Australia’s construction sector continues to struggle according to a new survey from the Australian Industry Group, but there are signs that the pace of decline is at least slowing.
The AIG-HIA performance of construction index hit 42.2 points in August, still below the 50-point level that separates expansion from contraction.
But the index did rise 2.9 points in the month, providing some hope for a sector that has been battered by the credit crunch. While engineering and commercial construction remains depressed, the housing market is performing relatively well.
“The latest results show that total industry activity is continuing to fall amid tight credit conditions and ongoing difficulties among firms in securing new project work, particularly within the engineering construction sector. Consequently, the industry experienced its 17th consecutive month of declining employment,” AIG’s associate director of economics and research, Tony Pensabene, said in a statement.
“However, more positive developments were the moderation in the pace of the industry’s contraction, and the continued growth in house-building activity, resulting in an easing in the pace of decline from the extreme lows of the start of the year.”
Shares flat despite good Wall Street lead
The Australia sharemarket has started the week on a slightly positive note, with the benchmark S&P/ASX 200 up 9.5 points or 0.2% to 4445 points at 11:55am.
While the big four banks – ANZ, Westpac, NAB and Commonwealth Bank – all recorded small gains, AMP and Wooloworths rose slightly.
However, two giant losers stood out.
Shares in agribusiness company Elders plunged 41% to 23c after the company reported a loss of $415 million for 2008-09 and announced it would raise up to $550 million via a deeply discounted rights issue.

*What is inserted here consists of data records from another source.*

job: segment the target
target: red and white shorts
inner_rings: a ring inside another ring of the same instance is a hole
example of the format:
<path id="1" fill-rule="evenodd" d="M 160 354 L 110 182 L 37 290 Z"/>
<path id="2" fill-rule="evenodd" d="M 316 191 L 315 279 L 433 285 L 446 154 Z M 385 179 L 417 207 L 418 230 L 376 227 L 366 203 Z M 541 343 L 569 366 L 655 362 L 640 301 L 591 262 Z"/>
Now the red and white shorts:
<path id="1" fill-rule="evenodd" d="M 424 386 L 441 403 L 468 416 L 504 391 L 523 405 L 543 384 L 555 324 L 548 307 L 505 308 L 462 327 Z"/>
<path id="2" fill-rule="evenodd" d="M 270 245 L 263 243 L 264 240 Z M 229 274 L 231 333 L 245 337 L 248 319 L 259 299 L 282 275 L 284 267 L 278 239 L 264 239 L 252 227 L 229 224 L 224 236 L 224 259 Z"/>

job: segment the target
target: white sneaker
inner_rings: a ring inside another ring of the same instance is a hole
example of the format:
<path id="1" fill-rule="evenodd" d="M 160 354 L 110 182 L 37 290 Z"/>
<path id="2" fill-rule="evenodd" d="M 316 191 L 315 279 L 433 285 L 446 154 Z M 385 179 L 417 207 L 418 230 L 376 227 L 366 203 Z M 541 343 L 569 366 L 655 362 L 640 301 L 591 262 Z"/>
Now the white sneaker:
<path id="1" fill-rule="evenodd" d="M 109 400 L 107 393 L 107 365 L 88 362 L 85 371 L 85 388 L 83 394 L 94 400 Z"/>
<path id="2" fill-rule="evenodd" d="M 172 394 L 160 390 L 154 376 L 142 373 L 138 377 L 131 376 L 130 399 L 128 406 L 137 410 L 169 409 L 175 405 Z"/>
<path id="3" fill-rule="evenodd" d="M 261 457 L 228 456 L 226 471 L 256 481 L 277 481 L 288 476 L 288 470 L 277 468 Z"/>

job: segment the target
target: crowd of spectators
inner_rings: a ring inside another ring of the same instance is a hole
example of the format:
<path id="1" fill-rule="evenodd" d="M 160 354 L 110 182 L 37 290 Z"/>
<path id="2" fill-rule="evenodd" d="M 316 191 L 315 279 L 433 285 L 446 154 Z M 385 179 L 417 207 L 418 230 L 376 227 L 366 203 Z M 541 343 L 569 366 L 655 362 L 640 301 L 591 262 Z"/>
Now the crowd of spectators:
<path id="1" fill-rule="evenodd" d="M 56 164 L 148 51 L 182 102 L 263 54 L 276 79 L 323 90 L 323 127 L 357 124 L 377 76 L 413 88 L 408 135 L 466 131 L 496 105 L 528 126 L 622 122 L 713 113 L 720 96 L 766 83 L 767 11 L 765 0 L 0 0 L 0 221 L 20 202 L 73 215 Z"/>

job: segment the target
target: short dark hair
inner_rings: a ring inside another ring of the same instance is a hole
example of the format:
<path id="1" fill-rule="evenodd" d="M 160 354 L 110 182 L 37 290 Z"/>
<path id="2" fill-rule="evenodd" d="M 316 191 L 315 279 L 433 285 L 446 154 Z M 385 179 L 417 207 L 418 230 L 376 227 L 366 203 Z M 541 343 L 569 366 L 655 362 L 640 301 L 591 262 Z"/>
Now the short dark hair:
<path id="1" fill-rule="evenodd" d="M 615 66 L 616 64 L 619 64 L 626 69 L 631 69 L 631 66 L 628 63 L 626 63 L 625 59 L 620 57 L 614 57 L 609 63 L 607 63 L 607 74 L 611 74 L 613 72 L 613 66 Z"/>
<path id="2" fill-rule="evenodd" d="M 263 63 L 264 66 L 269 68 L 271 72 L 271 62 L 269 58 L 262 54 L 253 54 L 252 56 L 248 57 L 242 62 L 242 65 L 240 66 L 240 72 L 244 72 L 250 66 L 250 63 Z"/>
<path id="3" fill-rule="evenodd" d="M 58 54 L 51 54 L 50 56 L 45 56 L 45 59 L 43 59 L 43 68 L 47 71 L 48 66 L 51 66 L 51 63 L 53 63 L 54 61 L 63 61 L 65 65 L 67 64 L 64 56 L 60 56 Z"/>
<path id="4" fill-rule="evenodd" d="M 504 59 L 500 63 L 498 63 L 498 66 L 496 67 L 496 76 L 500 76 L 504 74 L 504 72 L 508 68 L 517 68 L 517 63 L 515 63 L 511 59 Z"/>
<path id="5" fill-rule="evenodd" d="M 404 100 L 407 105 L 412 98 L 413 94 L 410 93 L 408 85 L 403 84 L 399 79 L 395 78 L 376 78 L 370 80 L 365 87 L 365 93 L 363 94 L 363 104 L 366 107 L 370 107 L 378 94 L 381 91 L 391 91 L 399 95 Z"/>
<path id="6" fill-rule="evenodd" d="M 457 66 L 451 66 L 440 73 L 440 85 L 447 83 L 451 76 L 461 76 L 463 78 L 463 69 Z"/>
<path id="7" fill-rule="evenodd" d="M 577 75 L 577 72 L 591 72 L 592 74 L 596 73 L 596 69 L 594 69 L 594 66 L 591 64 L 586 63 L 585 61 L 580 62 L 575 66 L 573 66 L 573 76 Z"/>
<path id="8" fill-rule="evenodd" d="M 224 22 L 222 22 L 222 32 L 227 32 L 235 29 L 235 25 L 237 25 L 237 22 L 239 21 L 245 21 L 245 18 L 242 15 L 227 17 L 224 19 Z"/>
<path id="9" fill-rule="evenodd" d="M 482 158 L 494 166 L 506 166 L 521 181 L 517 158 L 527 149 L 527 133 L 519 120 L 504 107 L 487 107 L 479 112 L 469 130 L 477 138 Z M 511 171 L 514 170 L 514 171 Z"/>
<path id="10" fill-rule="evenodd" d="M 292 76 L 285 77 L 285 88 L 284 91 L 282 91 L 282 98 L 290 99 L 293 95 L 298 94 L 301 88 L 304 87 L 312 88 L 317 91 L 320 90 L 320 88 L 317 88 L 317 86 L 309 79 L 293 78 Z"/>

Babcock & Brown Infrastructure was another big loser, with its shares plunging almost 30% to 1.8c. The company’s future remains under a cloud and it remains in talks with a as-yet-unnamed cornerstone investor who the company hopes will help to alleviate concerns over B&B’s $9.1 billion debt.
G20 to retain stimulus measures, target executive pay
Finance ministers from the 20 largest economies in the world have decided to keep stimulus measures in place until the global economic recovery gains more momentum.
“The classic errors of economic policy during crises are that governments tend to act too late with insufficient force and then put the brakes on too early,” US Treasury Secretary Timothy Geithner said. “We are not going to repeat those mistakes.”
The G20 also spent time looking at measures to prevent another banking sector calamity, and says it will investigate ways to curb executive pay and bonuses, particularly at banks which received taxpayer-funded bailouts at the height of the crisis.
The G20 also wants rules to ensure banks have a greater capital cushion to help them survive systemic shocks.